頷きながら、隣のティナを見る。ティナもクッキーを口に入れ、目を見開いていた。すぐに次の一枚を口に入れ、幸せそうに頬を緩めた。
「気に入ってもらえたようで何よりだ」
笑いを堪えているような王子の声に、ティナははっと我に返り、頬を染めて俯いてしまった、
――むむ。かわいいかもしれない。リリア、真似して。
――私が? 本気で言っているの?
――ん……。ごめん。想像したら気持ち悪かった。
――それはそれで腹が立つのだけど。
さくらと軽口を交わしながらティナと王子の様子を窺う。よく見てみれば、王子の表情にはわずかに緊張の色があった。ティナは最初から緊張一色だが。
しばらくは無言の時間が流れる。リリアとクリスはクッキーを食べながら視線を交わし、しかし何も言わずに見守ることにした。
王子が紅茶を飲み干し、カップをテーブルに置く。少しだけ大きな音が立ち、ティナはびくりと体を震わせた。
「ティナ……。少し話がある」
「はい……。何でしょうか」
王子は小さく息を吸ってから、話を始めた。今までの行いの謝罪をして、クリスとの婚約の話をする。全て聞き終えたティナは、戸惑いの表情を浮かべリリアを見た。
「えっと……」
「正直に言いなさい」
王子が首を傾げ、ティナは苦笑いしつつ言った。
「申し訳ありません、殿下。婚約の話は、実は知っているんです」
「は……?」
「ちなみにレイが話したのだと思うわ」
リリアの言葉に、王子は凍り付き、そして大きなため息をついた。天を仰ぎ、乾いた笑いを漏らした。
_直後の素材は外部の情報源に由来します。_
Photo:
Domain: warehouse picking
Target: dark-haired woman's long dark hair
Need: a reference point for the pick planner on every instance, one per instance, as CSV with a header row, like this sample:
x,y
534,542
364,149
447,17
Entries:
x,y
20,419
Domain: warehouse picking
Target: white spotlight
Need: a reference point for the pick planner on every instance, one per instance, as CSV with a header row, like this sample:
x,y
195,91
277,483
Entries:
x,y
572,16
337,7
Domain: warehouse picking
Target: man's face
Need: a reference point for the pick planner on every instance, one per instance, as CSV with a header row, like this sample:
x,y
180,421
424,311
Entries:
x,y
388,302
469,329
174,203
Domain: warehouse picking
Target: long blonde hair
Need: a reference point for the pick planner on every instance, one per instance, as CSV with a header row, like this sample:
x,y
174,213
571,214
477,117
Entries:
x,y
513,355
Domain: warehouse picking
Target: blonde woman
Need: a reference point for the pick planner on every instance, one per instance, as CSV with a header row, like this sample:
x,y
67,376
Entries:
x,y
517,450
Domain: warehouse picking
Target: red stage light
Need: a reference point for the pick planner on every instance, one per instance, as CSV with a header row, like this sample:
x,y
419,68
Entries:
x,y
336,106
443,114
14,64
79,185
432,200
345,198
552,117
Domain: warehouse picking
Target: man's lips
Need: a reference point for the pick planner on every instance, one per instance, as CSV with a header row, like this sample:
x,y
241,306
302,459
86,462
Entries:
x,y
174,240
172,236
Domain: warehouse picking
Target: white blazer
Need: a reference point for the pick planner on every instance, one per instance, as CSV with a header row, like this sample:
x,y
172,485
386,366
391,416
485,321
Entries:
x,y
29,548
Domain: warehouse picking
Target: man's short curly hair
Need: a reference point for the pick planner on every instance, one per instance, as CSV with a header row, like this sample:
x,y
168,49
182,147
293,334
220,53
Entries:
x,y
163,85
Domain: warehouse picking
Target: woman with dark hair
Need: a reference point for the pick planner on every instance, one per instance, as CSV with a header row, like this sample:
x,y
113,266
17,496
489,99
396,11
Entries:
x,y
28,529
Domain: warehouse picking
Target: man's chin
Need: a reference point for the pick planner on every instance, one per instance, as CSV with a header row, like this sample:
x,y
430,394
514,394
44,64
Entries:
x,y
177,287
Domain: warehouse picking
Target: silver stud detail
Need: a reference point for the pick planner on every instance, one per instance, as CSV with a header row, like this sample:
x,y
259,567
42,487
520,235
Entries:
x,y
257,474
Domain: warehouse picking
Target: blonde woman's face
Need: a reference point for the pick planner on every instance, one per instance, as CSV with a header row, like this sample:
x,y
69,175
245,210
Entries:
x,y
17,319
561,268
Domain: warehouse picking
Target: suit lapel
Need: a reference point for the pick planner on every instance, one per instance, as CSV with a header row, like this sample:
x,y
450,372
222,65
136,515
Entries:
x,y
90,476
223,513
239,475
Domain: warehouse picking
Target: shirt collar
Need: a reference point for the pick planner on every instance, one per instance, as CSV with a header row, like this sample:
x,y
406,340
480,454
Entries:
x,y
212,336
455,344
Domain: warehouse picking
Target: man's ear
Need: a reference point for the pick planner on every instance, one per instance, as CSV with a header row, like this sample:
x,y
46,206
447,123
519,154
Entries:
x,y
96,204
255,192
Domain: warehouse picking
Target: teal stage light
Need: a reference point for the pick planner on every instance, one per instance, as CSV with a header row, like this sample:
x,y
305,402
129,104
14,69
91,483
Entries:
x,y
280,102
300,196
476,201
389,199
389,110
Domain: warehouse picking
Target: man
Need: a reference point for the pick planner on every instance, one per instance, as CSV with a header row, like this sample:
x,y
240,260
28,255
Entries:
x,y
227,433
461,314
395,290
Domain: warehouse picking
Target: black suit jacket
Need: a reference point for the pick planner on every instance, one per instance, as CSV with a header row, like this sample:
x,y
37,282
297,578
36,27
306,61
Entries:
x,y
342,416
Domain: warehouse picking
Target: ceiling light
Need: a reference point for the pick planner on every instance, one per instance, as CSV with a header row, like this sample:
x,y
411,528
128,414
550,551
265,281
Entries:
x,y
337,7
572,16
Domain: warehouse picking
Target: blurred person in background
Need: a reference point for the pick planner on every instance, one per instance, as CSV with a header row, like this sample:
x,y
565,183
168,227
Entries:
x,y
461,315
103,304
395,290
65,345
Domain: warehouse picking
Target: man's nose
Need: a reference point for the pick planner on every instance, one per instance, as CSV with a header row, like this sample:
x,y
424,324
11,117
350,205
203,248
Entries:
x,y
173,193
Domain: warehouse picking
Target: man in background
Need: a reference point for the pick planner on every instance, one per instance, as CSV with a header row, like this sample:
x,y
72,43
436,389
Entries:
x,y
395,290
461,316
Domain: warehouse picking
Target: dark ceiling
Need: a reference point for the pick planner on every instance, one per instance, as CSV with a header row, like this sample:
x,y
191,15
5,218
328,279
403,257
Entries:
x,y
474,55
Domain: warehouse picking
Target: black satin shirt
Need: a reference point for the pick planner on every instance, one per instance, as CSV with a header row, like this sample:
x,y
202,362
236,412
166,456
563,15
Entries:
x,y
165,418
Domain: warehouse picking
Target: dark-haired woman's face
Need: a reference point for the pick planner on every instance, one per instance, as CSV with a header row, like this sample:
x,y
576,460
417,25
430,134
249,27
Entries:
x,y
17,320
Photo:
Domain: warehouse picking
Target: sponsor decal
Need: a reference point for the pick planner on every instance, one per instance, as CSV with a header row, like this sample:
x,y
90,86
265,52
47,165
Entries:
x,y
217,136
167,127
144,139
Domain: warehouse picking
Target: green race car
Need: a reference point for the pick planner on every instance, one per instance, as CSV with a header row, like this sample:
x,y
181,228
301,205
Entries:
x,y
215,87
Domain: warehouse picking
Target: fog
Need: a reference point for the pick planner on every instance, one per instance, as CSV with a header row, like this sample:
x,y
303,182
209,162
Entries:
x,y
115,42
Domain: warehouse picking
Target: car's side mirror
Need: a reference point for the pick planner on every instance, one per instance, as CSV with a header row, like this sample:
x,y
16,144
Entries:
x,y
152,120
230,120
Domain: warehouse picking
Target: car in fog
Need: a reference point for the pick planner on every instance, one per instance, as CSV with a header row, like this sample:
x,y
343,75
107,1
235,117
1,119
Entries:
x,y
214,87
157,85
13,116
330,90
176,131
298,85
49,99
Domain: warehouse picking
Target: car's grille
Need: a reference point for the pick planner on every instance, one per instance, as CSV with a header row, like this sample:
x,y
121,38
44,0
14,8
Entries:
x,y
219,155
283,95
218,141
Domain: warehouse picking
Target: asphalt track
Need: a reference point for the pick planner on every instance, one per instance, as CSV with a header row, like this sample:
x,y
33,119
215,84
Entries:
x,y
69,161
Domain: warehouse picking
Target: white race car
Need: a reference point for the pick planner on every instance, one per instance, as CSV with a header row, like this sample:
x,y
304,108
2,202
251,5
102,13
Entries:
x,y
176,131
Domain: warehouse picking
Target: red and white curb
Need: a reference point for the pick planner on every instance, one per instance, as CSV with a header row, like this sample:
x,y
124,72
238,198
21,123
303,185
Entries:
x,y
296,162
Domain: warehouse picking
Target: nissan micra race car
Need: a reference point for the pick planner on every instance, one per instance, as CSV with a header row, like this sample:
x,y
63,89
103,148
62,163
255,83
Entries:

「はは……。そうか、知っていたのか……。私の緊張は一体……」
「間抜けですね」
「そうだな。否定しない」
自嘲気味に笑う王子と、笑いを堪えているのか頬がわずかに動いているクリス。ティナはどうしていいか分からないようでおろおろとしていたが、やがて関わることを諦めてリリアに向き直った。
「リリアに聞きたいことがあるんだけど、いいかな?」
自分に問いが向けられるとは思っておらず、リリアは眉をひそめながらも頷いた。
「あの時は聞けなかったけど……。リリアはこれで良かったの?」
ティナの問いの意味が分からずに首を傾げる。
「どういうこと?」
「だって、最初に婚約していたのはリリアだったし……」
「貴方が気にすることではないと思うのだけど」
リリアが呆れたようなため息をつくと、ティナは何が不満だったのか小さく頬を膨らませた。
「気にするよ。友達の大事なことなのに」
「え? あ、うん……。そう? そうなの?」
リリアの口角がわずかに持ち上がる。その様子を不思議そうに三人が見て、リリアは咳払いをして誤魔化した。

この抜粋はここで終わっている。